A section of the exhibition is devoted to poetry by Bay Area writers, presented through an original, interactive postcard project. A series of performances and other programs, including readings by local poets and participatory workshops in the museum’s Art Lab, complements the exhibition.

In addition to works from BAMPFA’s collection, including a number of recent acquisitions on display for the first time, Way Bay 2 includes exceptional paintings, prints, photographs, and other works from UC Berkeley’s Bancroft Library and Hearst Museum of Anthropology.

 

Desire as Politics at the Valade Family Gallery in Detroit, Feb-Mar 2018

Exhibition of LGBT Media in Detroit

Gay Tape: Butch and Femme (1985) screened recently at the Valade Family Gallery in Detroit. Many thanks to curators Scott Northrup and Jonathan Rajewsky!

Desire as Politics, gallery installation, Valade Family Gallery, Detroit Feb-Mar 2018
Desire as Politics, gallery installation, Valade Family Gallery, Detroit Feb-Mar 2018

Work by:
Sadie Benning
Cecilia Dougherty
Matt Lambert
Zachary Marsack
Benny Nemerofsky Ramsay
Rashaad Newsome
Ira Sachs
Akram Zaatari

Desire as Politics presents a selection of LGBTQ perspectives in contemporary film and video from 1985 to 2017. The exhibition is not meant to summarize this arbitrary span of time, but rather to look at works exploring a range of identities, social constraints and prejudices unique to LGBTQ positions, including representation, fantasy, fear, love and the blurring of binaries, positions that we feel are vital in our current climate.

Scott Northrup & Jonathan Rajewski

video still, gallery installation, Gay Tape: Butch and Femme by Cecilia Dougherty, 1985
Larger than life, a mural-sized installation for my video Gay Tape: Butch and Femme (1985)

From the exhibition catalogue:

Dougherty’s first video, made while she was studying at Berkely:
“I made it just around the time when the term ‘gay’ was for everyone and then ‘lesbian and gay’ become the new term, until we progressed to ‘LGBTQ’.

“Gay Tape is a documentary about some of the regulars at Ollie’s Bar, a lesbian dive on Telegraph Avenue in Oakland. The 1970s sartorial statement of flannel shirts, 501s, and Frye boots was passé and at odds with the new eighties aesthetic—tons of makeup, big hair, and complicated lingerie. Along with the new aesthetic came the reemergence of good old fashioned butch-femme role-playing. While the femmes pranced around like Stevie Nicks, their butch girlfriends reverted to an earlier role model, acting out fifties and sixties-style tough girl with brilliant aplomb. I asked some of the women from Ollie’s to talk on camera about role-playing.

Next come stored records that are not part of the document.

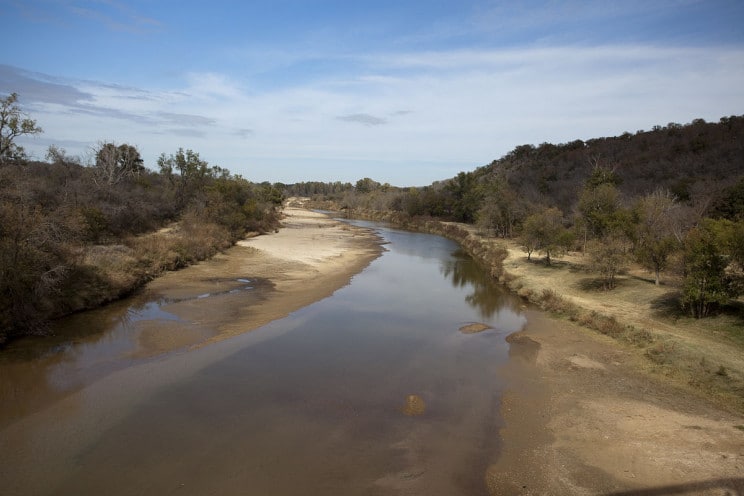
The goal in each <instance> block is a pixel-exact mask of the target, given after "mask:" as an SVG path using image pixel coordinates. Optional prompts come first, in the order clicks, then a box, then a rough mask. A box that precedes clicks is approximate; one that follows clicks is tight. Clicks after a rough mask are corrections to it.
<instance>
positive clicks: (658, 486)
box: [486, 247, 744, 495]
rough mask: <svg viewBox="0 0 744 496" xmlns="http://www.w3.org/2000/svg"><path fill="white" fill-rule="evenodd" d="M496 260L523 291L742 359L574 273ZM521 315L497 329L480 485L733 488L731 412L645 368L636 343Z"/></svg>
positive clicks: (728, 358)
mask: <svg viewBox="0 0 744 496" xmlns="http://www.w3.org/2000/svg"><path fill="white" fill-rule="evenodd" d="M505 267H506V269H507V271H508V272H509V273H510V275H511V276H512V277H514V278H515V279H516V281H518V282H519V284H520V286H522V287H523V288H529V289H531V290H534V291H540V290H542V289H544V288H552V289H553V290H555V291H556V292H558V293H559V294H561V296H564V297H568V298H574V299H573V300H572V301H574V302H576V303H578V304H580V305H581V306H582V307H584V308H590V309H596V310H597V311H602V312H605V313H608V312H609V314H610V315H620V314H622V315H624V317H625V318H627V319H630V320H632V321H634V322H641V321H642V322H646V324H647V325H648V323H654V322H657V321H658V322H659V323H660V324H663V325H660V326H658V327H653V329H658V328H659V327H660V328H661V329H662V330H664V329H668V331H669V332H670V333H673V334H674V336H675V337H679V339H684V340H690V341H685V342H694V343H696V344H697V345H699V346H707V345H708V344H711V343H712V348H713V350H714V351H713V352H711V353H713V354H714V355H715V353H716V350H718V349H719V348H720V349H725V350H727V351H728V353H727V355H734V356H732V357H717V359H721V360H724V359H725V360H729V361H728V362H726V363H730V364H731V366H732V367H735V366H737V365H736V364H737V363H738V361H740V360H741V359H742V356H741V354H737V353H732V348H731V347H730V346H729V347H728V348H727V347H726V346H725V343H721V342H720V341H717V340H715V339H714V338H713V337H711V336H705V335H703V336H694V335H689V334H688V332H687V331H685V330H684V329H675V328H674V326H673V325H671V324H669V323H666V322H663V321H661V320H660V318H659V316H658V315H655V314H654V312H653V311H652V309H651V307H650V306H644V305H643V304H638V302H633V301H632V299H627V298H625V297H621V296H620V295H618V294H614V295H606V294H598V293H587V292H586V291H584V292H583V293H582V292H581V290H580V288H577V287H576V286H574V285H573V283H574V282H575V281H576V280H577V279H580V278H582V277H586V276H585V275H582V274H580V273H579V274H574V275H573V276H570V274H569V273H568V272H567V271H566V270H563V271H561V270H556V269H555V268H552V269H550V268H547V269H546V268H544V267H543V266H540V265H538V264H534V263H530V262H527V260H526V256H525V255H524V254H523V253H520V252H518V251H517V249H515V248H514V247H512V248H511V249H510V256H509V258H507V261H506V264H505ZM564 269H565V268H564ZM567 274H568V275H567ZM545 276H547V277H545ZM651 286H652V287H651V290H652V291H653V290H654V289H656V288H654V287H653V284H652V285H651ZM564 290H565V291H564ZM656 290H657V291H664V289H663V288H661V289H656ZM667 291H668V289H667ZM608 309H609V310H608ZM613 309H614V311H616V312H617V313H612V312H613ZM530 319H531V320H530V321H531V322H534V323H535V324H533V325H531V327H530V328H528V329H526V330H524V331H523V332H521V333H518V334H515V335H513V336H510V338H509V341H510V343H511V349H510V355H511V357H512V360H510V363H509V364H508V365H507V366H506V368H505V370H504V374H505V375H507V376H508V377H509V379H510V381H511V385H510V388H509V391H510V392H509V393H507V394H506V395H505V396H504V398H503V403H502V415H503V418H504V422H505V427H504V429H503V430H502V432H501V436H502V443H503V444H502V446H503V452H502V453H501V456H500V459H499V460H498V462H497V463H496V464H494V465H492V466H491V467H490V468H489V470H488V474H487V477H486V479H487V484H488V487H489V490H490V492H491V494H648V495H652V494H653V495H662V494H706V495H707V494H710V495H713V494H716V495H719V494H744V416H742V414H741V413H740V412H737V411H736V410H731V409H730V408H725V407H723V406H720V405H719V404H718V403H716V402H714V401H711V399H710V398H709V397H707V396H705V394H704V391H700V390H697V389H695V388H690V387H686V386H685V385H684V384H680V383H679V381H677V380H675V378H673V377H672V378H668V377H666V376H664V375H663V374H659V373H655V372H658V370H656V369H654V368H653V367H650V366H649V363H648V362H649V361H648V359H646V358H644V356H643V355H642V354H641V353H639V352H638V350H637V349H634V348H632V347H629V346H624V345H623V344H622V343H619V342H618V341H615V340H613V339H611V338H609V337H606V336H603V335H601V334H599V333H597V332H594V331H591V330H588V329H585V328H582V327H579V326H578V325H575V324H573V323H571V322H568V321H565V320H559V319H556V318H551V317H548V316H544V315H542V314H541V315H534V316H531V317H530ZM670 328H671V329H670ZM716 356H717V355H716Z"/></svg>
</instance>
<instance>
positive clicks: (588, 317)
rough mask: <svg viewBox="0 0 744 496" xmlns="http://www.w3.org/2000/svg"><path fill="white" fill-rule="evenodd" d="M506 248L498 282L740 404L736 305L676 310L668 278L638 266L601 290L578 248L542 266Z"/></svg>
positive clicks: (673, 380)
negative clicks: (722, 312)
mask: <svg viewBox="0 0 744 496" xmlns="http://www.w3.org/2000/svg"><path fill="white" fill-rule="evenodd" d="M507 248H508V252H509V255H508V257H507V258H506V259H505V261H504V271H505V276H506V279H507V282H506V283H507V285H508V286H509V287H510V288H511V289H512V290H514V291H515V292H516V293H517V294H518V295H520V296H522V297H523V298H525V299H528V300H529V301H531V302H533V303H535V304H537V305H538V306H539V307H540V308H541V309H543V310H546V311H548V312H551V313H552V314H554V315H557V316H560V317H563V318H567V319H569V320H571V321H573V322H576V323H578V324H579V325H582V326H585V327H588V328H590V329H593V330H596V331H598V332H600V333H602V334H605V335H607V336H610V337H612V338H614V339H615V340H617V341H618V342H619V343H621V344H622V345H623V346H626V347H627V348H628V349H629V350H636V351H637V352H638V354H639V355H642V356H644V357H645V358H646V359H647V360H646V363H647V367H648V369H649V370H650V371H653V372H658V373H660V374H662V375H663V376H665V377H667V378H668V379H669V380H672V381H675V382H678V383H682V384H685V385H687V386H689V387H692V388H694V389H695V390H697V391H702V392H704V393H705V394H706V395H709V396H710V397H712V398H713V399H716V400H718V401H719V402H720V403H721V404H724V405H727V406H729V407H733V408H735V409H737V410H739V411H742V410H744V353H742V351H744V312H743V311H742V310H743V309H744V305H740V304H735V305H733V306H732V307H731V308H730V309H729V311H728V313H724V314H722V315H719V316H716V317H711V318H706V319H693V318H690V317H688V316H686V315H683V314H682V313H681V310H680V307H679V304H678V303H677V302H678V290H677V289H676V287H675V286H674V285H671V284H670V285H661V286H656V285H654V284H653V281H652V280H651V279H650V278H648V277H645V276H644V274H643V273H642V272H641V271H640V270H638V269H635V270H630V271H629V272H628V273H626V274H623V275H622V276H620V277H619V278H618V281H617V282H618V284H617V287H616V288H615V289H614V290H611V291H604V290H602V289H601V285H600V284H596V278H595V277H593V275H592V274H591V273H590V272H589V271H588V270H587V266H588V263H589V262H588V260H586V259H584V258H583V257H581V255H579V254H571V255H569V256H567V257H566V258H565V259H563V260H561V261H560V262H559V263H556V264H554V265H552V266H550V267H547V266H545V265H544V264H542V263H539V262H535V261H531V262H530V261H527V257H526V256H525V254H524V253H522V251H521V250H520V249H519V247H518V246H516V245H509V246H508V247H507Z"/></svg>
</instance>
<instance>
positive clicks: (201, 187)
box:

“The camera instantly gave me too much control over content, so I tried to balance it by providing a platform for the women to speak on the butch-femme issue without overtly directing them. I relinquished authorship in favor of revelation and avoided coming to conclusions; the speakers were experts as well as subjects and could say whatever occurred to them. They spoke extemporaneously about their lovers, the details of their sexual identities, and their fantasies. My girlfriend at the time was one of the subjects. As her story unfolded I realized from my privileged position behind the lens that the lover she was describing in detail was not me. So much for the power of the gaze!

At a recent screening, the audience was interested in the difference between butch and transgendered, maybe not understanding that there were trans people in the community in 1985. I think there’s a distinction and as always, the people making the distinction are self-identified.”